By disregarding guidelines addressing audit evidence for investments in securities, BDO violated PCAOB’s Section 332. This section outlines audit evidence and audit risk regarding investments in securities. An auditor is responsible for addressing existence, completeness, rights and obligation, valuation, and presentation (PCAOB). Auditors for financial institutions or individuals that invested in Stanford’s company should have addressed all of the aforementioned in order to verify balances. In 2007, Stanford’s various companies were running net operating losses of over $30 million (Madoff).
Stanford had to personally keep the company afloat. The complaint against Stanford alleged that, “70% of its 2007 operating revenues through referral fees earned from SGC’s sales of SIBL CDs. ” BDO did not verify the existence of these CD’s or Stanford’s assets or income. The success of the company was riding solely on the sale of certificates. If BDO fulfilled its obligations of verifying existence, completeness, and correct valuation of these CD’s, an unqualified opinion would have been impossible.
Investors’ auditors would have been able to see these red flags and BDO would have been able to detect that the securities were not able to bring in a profit by performing analytical procedures. BDO also did not correctly assess risk. Inherent risk was present because of management’s objections and increasingly ineffective investing. Independent controls testing was also necessary but not implemented. Part of BDO’s responsibility was to test the internal controls and confirm that the funds intended to purchase the CD’s were used for that purpose.

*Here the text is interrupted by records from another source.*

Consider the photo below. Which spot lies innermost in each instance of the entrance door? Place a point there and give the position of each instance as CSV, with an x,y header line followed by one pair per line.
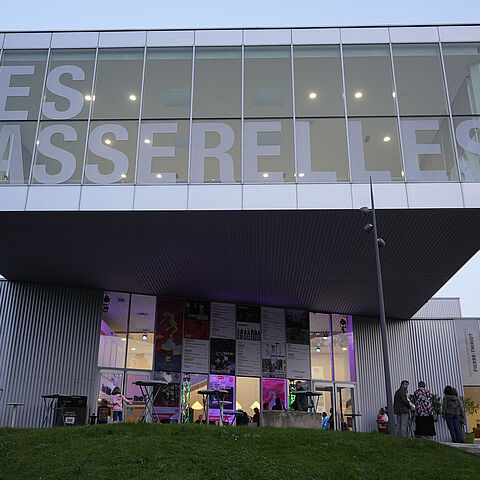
x,y
345,407
326,402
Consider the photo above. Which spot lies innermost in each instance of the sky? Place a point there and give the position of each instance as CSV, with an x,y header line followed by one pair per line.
x,y
157,14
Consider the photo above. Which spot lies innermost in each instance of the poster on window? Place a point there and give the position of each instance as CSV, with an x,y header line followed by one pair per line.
x,y
222,356
273,342
166,405
273,389
297,322
468,340
249,363
222,382
222,319
195,355
298,361
197,320
168,334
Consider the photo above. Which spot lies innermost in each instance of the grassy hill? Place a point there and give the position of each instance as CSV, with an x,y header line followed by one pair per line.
x,y
201,452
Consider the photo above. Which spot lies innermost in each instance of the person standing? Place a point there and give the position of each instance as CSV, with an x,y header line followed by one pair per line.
x,y
401,409
423,400
453,413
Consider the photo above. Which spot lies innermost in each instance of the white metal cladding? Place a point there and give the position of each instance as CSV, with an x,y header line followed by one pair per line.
x,y
48,344
440,308
419,350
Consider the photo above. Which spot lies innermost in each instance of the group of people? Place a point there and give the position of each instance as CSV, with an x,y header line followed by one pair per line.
x,y
420,407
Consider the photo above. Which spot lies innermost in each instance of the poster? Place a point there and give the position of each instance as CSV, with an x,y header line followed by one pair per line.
x,y
298,361
273,343
222,356
297,322
195,355
222,319
468,340
248,313
273,388
168,334
197,320
248,358
222,382
167,402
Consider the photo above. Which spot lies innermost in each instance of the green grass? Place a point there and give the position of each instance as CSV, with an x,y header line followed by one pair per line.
x,y
209,453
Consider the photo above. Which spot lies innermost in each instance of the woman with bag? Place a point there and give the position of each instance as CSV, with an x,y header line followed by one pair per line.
x,y
453,413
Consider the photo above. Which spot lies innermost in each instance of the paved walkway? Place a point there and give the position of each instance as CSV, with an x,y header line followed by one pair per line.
x,y
466,447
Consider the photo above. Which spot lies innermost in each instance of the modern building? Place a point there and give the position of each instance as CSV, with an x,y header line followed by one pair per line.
x,y
183,205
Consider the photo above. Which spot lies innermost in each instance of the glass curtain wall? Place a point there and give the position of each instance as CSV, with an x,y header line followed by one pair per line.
x,y
71,116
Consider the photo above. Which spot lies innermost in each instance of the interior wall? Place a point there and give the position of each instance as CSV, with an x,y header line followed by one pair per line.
x,y
48,344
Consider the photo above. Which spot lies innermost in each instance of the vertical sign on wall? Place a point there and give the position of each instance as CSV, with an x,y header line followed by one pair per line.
x,y
196,332
168,334
248,334
468,341
273,342
298,344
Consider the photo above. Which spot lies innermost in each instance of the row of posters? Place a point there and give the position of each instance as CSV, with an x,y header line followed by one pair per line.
x,y
228,339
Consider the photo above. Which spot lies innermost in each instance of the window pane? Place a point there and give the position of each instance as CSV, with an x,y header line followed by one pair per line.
x,y
24,70
60,151
318,81
113,332
462,67
419,77
16,149
268,82
68,91
368,80
321,150
467,133
341,357
163,152
111,152
375,150
248,394
268,151
428,149
141,332
168,83
320,346
118,82
216,152
218,82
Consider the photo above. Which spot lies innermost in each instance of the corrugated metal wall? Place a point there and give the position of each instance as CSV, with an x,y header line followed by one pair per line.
x,y
48,344
419,350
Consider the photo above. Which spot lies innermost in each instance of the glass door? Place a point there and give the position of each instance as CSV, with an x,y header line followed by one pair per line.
x,y
326,402
345,407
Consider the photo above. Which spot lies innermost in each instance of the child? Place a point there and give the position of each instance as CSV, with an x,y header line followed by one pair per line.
x,y
382,421
117,400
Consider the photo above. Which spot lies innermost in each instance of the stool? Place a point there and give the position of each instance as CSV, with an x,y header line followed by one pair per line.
x,y
14,414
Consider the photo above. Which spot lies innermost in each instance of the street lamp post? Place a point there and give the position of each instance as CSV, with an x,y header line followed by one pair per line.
x,y
379,242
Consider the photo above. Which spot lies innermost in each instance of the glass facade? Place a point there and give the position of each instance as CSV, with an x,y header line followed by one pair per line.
x,y
251,114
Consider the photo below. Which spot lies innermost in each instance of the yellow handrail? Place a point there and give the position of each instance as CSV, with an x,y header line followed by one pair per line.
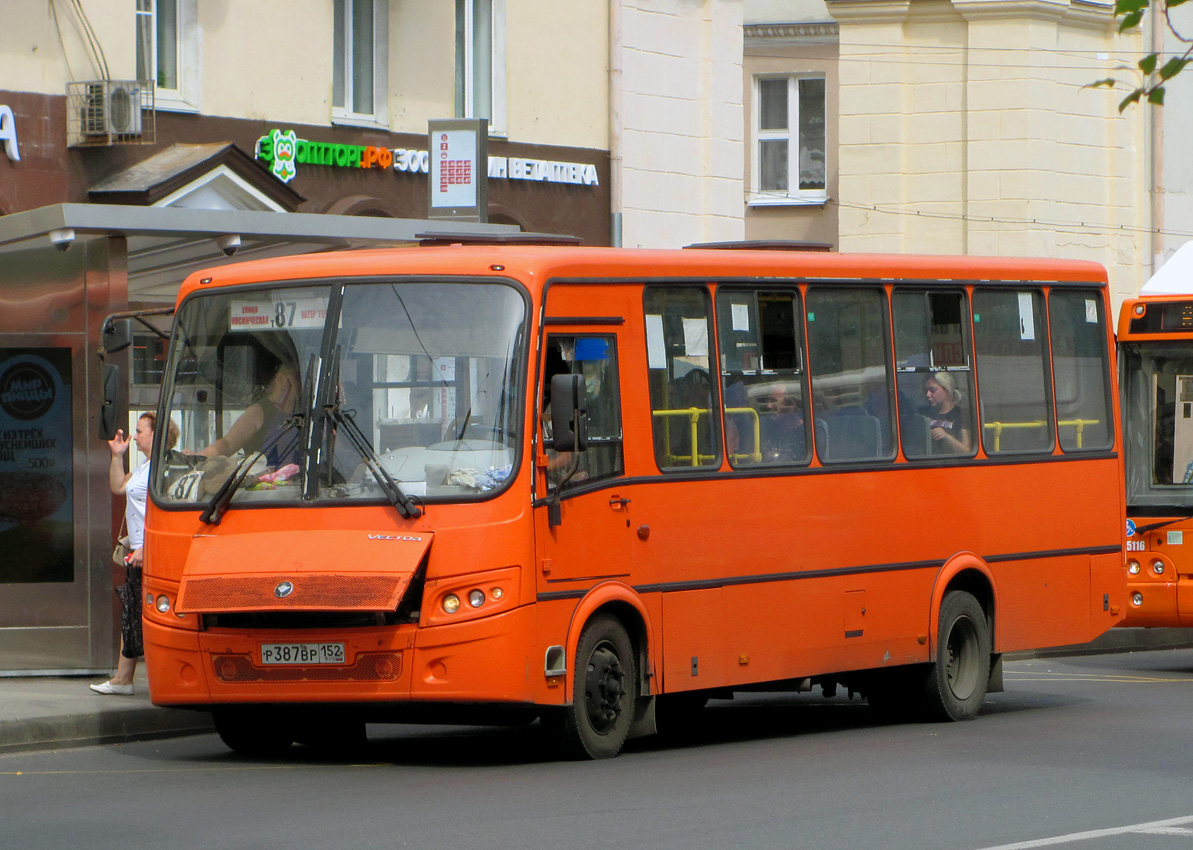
x,y
1080,424
693,414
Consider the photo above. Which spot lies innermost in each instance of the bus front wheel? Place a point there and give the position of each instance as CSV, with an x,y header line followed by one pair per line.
x,y
956,683
604,688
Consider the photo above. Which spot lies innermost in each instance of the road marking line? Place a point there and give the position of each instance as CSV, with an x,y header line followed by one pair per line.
x,y
1025,675
1151,827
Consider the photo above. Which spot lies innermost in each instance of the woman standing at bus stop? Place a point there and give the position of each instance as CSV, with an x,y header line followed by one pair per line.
x,y
135,487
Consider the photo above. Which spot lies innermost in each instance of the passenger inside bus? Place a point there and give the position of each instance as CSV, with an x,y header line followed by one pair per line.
x,y
947,423
782,426
254,427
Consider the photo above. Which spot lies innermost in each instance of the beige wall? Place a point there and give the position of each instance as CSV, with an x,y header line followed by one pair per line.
x,y
557,65
272,60
966,129
680,129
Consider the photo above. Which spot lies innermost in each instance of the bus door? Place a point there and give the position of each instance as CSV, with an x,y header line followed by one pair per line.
x,y
582,517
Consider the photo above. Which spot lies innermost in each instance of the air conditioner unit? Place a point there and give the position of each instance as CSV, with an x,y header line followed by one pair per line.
x,y
111,108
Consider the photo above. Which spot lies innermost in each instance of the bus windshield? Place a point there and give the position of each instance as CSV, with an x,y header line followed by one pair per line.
x,y
430,375
1157,412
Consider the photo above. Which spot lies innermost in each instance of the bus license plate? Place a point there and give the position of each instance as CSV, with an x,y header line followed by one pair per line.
x,y
302,653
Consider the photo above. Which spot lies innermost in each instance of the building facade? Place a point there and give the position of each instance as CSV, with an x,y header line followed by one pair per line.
x,y
144,139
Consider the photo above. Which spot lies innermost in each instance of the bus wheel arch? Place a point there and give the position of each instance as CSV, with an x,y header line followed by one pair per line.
x,y
969,573
962,645
622,603
606,679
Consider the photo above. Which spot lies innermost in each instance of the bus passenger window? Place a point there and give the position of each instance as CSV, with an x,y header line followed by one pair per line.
x,y
682,401
847,357
595,358
934,380
762,377
1012,371
1081,370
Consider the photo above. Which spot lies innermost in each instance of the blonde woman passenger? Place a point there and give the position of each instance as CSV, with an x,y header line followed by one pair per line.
x,y
947,418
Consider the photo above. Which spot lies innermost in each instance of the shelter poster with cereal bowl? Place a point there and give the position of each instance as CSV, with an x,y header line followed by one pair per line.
x,y
36,474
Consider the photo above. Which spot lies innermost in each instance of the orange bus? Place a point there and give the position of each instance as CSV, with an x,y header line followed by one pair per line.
x,y
1156,376
600,486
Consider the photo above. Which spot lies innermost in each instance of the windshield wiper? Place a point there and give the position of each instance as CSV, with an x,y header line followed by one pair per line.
x,y
218,504
335,412
405,504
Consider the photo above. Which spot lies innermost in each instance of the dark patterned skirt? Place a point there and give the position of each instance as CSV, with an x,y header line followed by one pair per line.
x,y
129,595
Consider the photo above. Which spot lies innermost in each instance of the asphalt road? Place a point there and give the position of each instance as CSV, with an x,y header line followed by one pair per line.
x,y
1081,752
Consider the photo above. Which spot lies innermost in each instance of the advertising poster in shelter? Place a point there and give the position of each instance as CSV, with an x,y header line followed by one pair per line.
x,y
36,472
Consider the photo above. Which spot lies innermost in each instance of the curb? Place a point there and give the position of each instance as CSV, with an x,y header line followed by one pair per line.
x,y
106,727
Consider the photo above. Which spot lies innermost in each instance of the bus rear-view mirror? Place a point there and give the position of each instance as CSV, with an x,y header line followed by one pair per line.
x,y
569,413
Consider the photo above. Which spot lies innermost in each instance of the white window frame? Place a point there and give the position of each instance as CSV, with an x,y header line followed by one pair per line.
x,y
185,98
465,63
793,196
345,114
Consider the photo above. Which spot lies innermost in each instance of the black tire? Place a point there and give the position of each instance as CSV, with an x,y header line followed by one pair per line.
x,y
604,690
956,683
254,733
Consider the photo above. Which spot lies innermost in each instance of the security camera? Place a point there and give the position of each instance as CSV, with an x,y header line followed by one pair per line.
x,y
62,239
228,242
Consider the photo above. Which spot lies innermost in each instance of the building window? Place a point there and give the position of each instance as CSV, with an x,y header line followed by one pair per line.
x,y
167,51
359,31
790,143
481,61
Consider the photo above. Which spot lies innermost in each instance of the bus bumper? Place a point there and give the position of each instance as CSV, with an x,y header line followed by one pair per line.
x,y
482,660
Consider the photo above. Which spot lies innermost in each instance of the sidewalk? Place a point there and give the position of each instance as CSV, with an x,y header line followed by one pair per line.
x,y
53,713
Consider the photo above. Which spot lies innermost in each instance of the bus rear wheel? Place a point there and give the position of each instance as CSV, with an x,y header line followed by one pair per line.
x,y
253,733
604,688
956,683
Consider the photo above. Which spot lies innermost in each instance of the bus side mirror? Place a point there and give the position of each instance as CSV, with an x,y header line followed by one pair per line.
x,y
117,336
110,406
569,413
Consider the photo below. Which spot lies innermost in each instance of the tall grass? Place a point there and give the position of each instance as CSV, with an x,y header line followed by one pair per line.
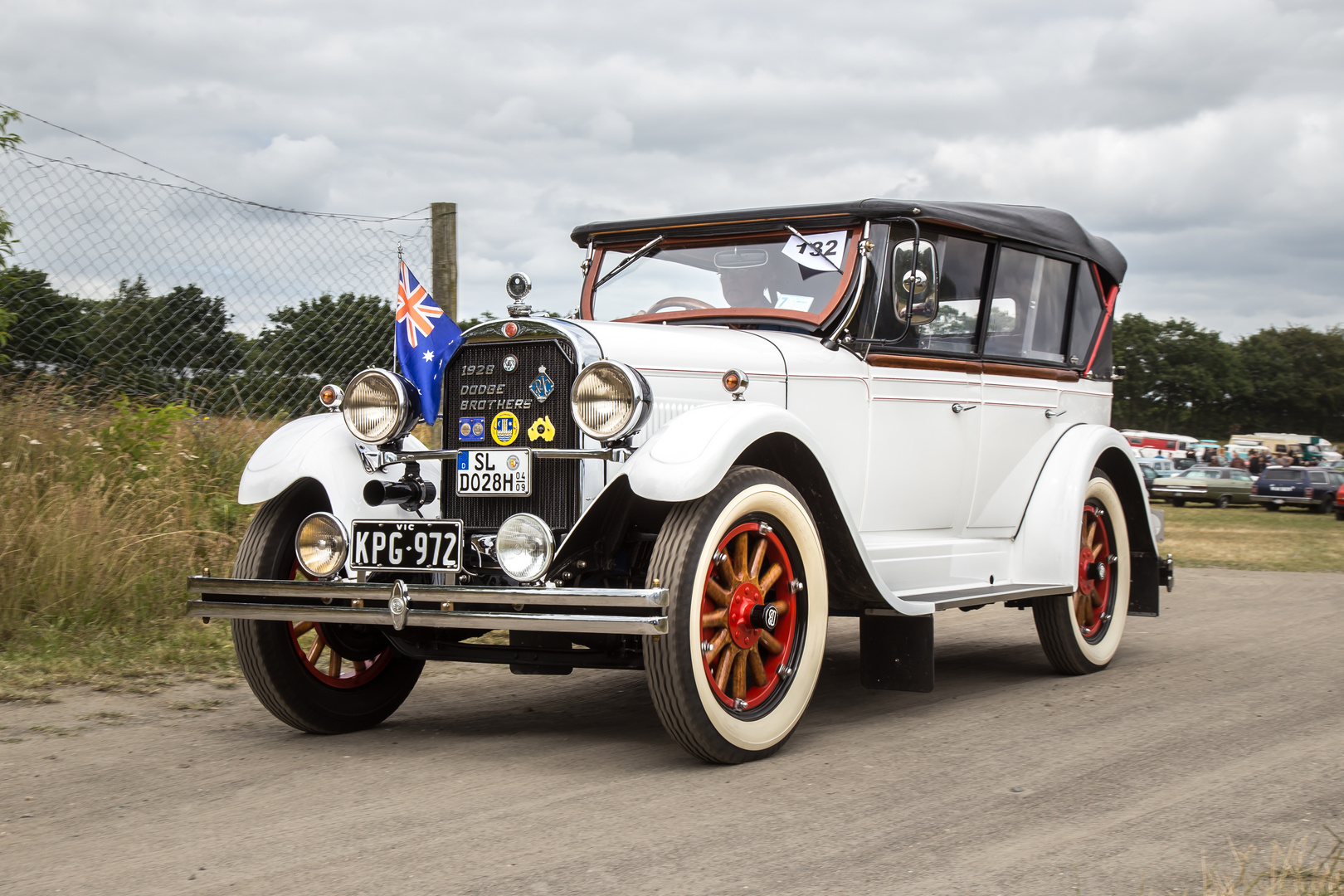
x,y
1298,869
104,512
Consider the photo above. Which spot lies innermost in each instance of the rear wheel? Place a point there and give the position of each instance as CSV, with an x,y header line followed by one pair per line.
x,y
319,677
746,622
1081,631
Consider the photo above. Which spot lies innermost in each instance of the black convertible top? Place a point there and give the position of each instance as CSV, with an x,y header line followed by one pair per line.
x,y
1034,225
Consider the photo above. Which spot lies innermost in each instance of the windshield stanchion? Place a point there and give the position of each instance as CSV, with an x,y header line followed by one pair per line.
x,y
832,343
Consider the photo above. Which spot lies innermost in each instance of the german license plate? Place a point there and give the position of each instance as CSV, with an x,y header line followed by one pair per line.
x,y
494,473
429,546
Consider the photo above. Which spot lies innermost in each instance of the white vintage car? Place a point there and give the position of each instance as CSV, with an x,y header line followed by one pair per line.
x,y
758,419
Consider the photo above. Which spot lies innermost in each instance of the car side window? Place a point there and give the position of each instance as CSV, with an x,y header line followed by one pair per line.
x,y
1088,310
960,275
1029,309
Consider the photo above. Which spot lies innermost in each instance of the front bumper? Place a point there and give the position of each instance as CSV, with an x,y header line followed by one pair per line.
x,y
633,611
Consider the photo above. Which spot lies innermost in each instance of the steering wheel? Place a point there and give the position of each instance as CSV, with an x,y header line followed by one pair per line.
x,y
672,301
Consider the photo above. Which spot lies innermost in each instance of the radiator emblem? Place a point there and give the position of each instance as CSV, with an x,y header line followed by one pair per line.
x,y
541,429
470,429
504,427
542,386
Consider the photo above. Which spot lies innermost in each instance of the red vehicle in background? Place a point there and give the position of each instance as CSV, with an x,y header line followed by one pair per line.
x,y
1157,442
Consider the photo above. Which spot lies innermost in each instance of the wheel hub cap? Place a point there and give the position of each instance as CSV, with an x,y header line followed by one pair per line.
x,y
747,617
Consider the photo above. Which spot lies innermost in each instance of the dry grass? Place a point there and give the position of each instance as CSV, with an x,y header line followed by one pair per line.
x,y
1298,869
102,514
1252,538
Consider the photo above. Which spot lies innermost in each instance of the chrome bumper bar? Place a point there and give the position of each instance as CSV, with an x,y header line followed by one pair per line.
x,y
396,605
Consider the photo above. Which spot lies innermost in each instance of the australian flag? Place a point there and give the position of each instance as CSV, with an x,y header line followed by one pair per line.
x,y
425,342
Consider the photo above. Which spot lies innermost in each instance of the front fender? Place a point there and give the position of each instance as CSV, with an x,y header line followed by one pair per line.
x,y
320,448
691,455
1046,547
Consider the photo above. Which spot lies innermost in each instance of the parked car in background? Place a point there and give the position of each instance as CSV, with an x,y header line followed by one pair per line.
x,y
1305,486
1210,484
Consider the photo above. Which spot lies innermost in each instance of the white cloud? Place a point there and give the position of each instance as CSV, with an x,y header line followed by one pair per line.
x,y
1205,139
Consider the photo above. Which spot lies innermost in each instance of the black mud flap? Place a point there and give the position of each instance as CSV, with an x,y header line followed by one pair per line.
x,y
895,653
1147,574
546,641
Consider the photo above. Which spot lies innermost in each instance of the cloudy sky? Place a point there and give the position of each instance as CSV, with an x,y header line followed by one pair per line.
x,y
1205,139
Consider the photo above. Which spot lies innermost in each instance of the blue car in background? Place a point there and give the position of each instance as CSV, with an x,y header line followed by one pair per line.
x,y
1305,486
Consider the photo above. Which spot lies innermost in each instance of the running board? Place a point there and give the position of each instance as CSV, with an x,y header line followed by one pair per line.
x,y
977,597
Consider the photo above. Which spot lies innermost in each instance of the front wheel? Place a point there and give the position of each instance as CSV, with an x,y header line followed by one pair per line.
x,y
323,679
1081,631
746,621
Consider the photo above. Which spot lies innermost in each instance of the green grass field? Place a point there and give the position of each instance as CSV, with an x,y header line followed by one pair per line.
x,y
104,512
1252,538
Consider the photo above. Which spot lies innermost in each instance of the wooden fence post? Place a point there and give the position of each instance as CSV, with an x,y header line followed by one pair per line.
x,y
442,218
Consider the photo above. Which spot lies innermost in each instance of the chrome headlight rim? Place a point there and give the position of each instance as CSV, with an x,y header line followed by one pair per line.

Instead, BDO concealed such information and contributed to the fraud (PonziBook). If I were to advise clients regarding investing in off-shore banks like Stanford’s, I would refer to the statement, “If it seems too good to be true, it probably is. ” Stanford’s rates were double the average 2% rate of U. S. banks (BusinessWeek). The part that was more alarming is that there was no evidence as to where the money was exactly coming from. Similar to Madoff’s fraud, investors went into their investments blind.
My suggestion would be to thoroughly investigate any company a client would plan on investing in and ask questions regarding how the money would be invested and ask for evidence. Auditors on behalf of the investors should have verified the existence, completeness, and valuation of the investments. This would prevent another Stanford Financial Group scandal from reoccurring. The lack of questioning, especially by the auditors, BDO, led to the loss of billions of dollars from investors. Professional skepticism and acting in accordance with the PCAOB guidelines prove to be essential for success in auditing.